Learn how to add texture and flavor to whole grain recipes.
Level Ups (optional)
Add shredded red cabbage, sliced green onions and/or extra herbs.
Substitute 1 Tbsp grated lemon zest for the preserved lemon. Substitute dried cherries or raisons for the apricots.
Cooking vessel for the whole grains (pot or Instant pot)
Measuring spoons and cups
- 2 cups cooked whole grain such as brown rice, bulgur wheat, quinoa, or farro, cooked to the manufacturer’s specifications and cooled
- 1 cup cooked, cooled and diced cooked sweet potato
- 3 Tbsp olive oil
- 1 Tbsp apple cider vinegar
- ½ tsp black pepper
- 1 garlic clove, peeled and chopped or 1 tsp chopped garlic
- ½ tsp salt
- 1 tsp real maple syrup
- ¼ tsp ground cinnamon
- ⅛ tsp ground red pepper (optional)
- ½ cup red onion, small diced
- 3 cups spinach leaves
- 1 cup mint leaves, chopped
- 1 cup parsley leaves, finely chopped
- ½ of a preserved lemon, finely chopped
- 8 dried Apricots, cut into very small pieces
- 1 avocado, cubed into roughly ⅓ inch pieces
- ¼ cup toasted (optional smoked) almonds, roughly chopped
- Cook the whole grains to the manufacturer’s specifications.

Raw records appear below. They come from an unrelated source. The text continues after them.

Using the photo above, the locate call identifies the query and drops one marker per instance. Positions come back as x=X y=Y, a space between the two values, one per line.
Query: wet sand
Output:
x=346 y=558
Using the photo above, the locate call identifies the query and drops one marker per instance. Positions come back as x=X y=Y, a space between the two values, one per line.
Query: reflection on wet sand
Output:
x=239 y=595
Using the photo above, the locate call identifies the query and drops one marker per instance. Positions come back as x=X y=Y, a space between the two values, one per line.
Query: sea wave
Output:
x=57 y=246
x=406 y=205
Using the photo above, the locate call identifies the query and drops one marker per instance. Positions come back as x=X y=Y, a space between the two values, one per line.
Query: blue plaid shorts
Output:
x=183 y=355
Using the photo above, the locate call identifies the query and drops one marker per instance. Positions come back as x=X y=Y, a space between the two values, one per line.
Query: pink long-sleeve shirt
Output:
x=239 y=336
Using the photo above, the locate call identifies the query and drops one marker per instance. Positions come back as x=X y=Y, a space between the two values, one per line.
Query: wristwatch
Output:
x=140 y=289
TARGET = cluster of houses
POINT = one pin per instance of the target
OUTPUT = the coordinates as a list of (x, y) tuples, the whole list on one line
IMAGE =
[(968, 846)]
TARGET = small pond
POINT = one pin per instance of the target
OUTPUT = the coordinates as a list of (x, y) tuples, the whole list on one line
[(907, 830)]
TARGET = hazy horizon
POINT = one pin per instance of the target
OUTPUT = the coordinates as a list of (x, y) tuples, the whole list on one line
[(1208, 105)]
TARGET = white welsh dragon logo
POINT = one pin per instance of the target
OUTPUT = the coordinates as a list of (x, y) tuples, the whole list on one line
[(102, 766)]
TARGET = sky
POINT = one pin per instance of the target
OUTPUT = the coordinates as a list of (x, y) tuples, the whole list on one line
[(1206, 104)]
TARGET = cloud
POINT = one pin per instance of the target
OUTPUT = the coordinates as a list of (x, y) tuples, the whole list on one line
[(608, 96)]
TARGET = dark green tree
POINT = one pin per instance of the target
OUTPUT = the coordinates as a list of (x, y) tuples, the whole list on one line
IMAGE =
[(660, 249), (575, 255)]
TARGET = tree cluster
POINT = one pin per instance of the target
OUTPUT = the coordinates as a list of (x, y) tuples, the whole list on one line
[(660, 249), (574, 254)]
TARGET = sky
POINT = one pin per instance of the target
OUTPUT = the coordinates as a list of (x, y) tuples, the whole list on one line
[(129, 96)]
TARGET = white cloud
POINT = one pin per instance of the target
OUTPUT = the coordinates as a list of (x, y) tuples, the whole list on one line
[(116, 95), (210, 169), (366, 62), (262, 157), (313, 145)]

- In the microwave, cook the sweet potato for 5 minutes. Cool and dice into ⅓ inch pieces.
- In a large bowl, whisk together the olive oil, vinegar, black pepper, garlic, salt, maple syrup, cinnamon, and red pepper.
- Add the cooked and cooled grains to the vinaigrette and coat. Fold in the sweet potato, onion, spinach, mint, parsley, preserved lemon and apricots. Just before serving, add the avocado and top with the almonds.